En 2016, il s’était gaussé des Chinois qu’il rencontrait, « tous en costume, avec la même veste bleu marine à une poche, tous les cheveux peignés de gauche à droite, au cirage noir ». Huit ans plus tard, l’ancien commissaire européen Günther Oettinger, reconverti dans le lobbying, s’est pourtant mis au service de Shein, le géant chinois de la mode ultra-éphémère en ligne, soucieux d’améliorer son image en Europe, au moment où celle-ci entend adopter des réglementations qui pourraient entraver son activité.

L’entreprise, créée en 2008, est désormais valorisée à près de 60 milliards d’euros et prépare une introduction en Bourse à Londres, où les autorités réclament cependant un renforcement de la surveillance de ses pratiques d’approvisionnement et la transparence sur sa chaîne logistique.
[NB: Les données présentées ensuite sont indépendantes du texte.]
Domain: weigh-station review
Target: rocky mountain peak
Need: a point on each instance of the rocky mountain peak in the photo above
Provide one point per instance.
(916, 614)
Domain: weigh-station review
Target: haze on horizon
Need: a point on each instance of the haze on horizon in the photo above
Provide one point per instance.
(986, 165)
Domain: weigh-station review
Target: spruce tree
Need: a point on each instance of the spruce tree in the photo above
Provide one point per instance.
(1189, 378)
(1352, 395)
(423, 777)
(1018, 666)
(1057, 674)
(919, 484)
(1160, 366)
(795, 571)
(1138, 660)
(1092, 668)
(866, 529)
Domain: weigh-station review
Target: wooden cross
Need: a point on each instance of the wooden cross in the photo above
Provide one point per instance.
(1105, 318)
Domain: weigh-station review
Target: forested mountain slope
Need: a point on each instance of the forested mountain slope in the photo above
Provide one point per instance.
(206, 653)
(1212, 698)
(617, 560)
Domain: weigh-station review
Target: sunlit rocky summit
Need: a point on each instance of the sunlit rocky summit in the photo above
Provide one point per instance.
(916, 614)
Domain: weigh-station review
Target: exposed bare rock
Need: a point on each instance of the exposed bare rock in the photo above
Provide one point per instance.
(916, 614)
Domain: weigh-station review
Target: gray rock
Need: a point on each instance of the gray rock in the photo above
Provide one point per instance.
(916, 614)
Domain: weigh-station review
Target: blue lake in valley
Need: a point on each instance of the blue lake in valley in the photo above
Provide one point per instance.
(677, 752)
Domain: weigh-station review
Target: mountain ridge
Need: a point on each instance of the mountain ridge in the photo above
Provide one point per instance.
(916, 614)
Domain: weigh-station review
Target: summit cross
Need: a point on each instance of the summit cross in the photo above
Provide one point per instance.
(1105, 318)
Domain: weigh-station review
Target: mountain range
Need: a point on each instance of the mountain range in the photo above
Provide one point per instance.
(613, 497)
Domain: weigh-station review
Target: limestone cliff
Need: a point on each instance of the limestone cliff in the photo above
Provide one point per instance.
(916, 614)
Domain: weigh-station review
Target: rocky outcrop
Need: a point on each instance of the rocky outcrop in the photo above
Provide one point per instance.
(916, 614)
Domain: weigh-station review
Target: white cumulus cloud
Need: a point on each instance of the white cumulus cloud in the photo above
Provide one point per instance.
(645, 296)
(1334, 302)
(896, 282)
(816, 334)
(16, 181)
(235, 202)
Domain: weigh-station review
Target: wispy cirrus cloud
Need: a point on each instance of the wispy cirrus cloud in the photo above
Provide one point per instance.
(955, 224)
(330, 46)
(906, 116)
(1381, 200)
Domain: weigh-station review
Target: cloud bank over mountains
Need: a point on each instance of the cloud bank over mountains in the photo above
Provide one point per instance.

Mise en cause, notamment par des eurodéputés, pour l’impact environnemental de ses opérations, les conditions de travail dans ses usines, la présence présumée de produits toxiques dans certains de ses vêtements ou des actes de plagiat, la société de « l’ultra-fast fashion » à bas prix redoute le renforcement de dispositions européennes relatives à la protection des consommateurs et aux droits de douane. La Commission a proposé, en 2023, de supprimer l’exemption de ces droits pour les colis de moins de 150 euros. De quoi handicaper le modèle économique du géant du commerce en ligne.

Quelques timides réformes

C’est manifestement pour tenter de peser sur les réformes en préparation à Bruxelles que l’entreprise s’est adjointe, au début de l’été, les services de M. Oettinger. Cet Allemand de 70 ans, membre de la CDU (droite), a occupé successivement les postes de commissaire européen à l’énergie, à l’économie numérique et au budget de 2010 à 2019. Dès 2020, il avait défrayé la chronique en introduisant, auprès des services de la Commission, treize demandes d’autorisation pour des activités de lobbying.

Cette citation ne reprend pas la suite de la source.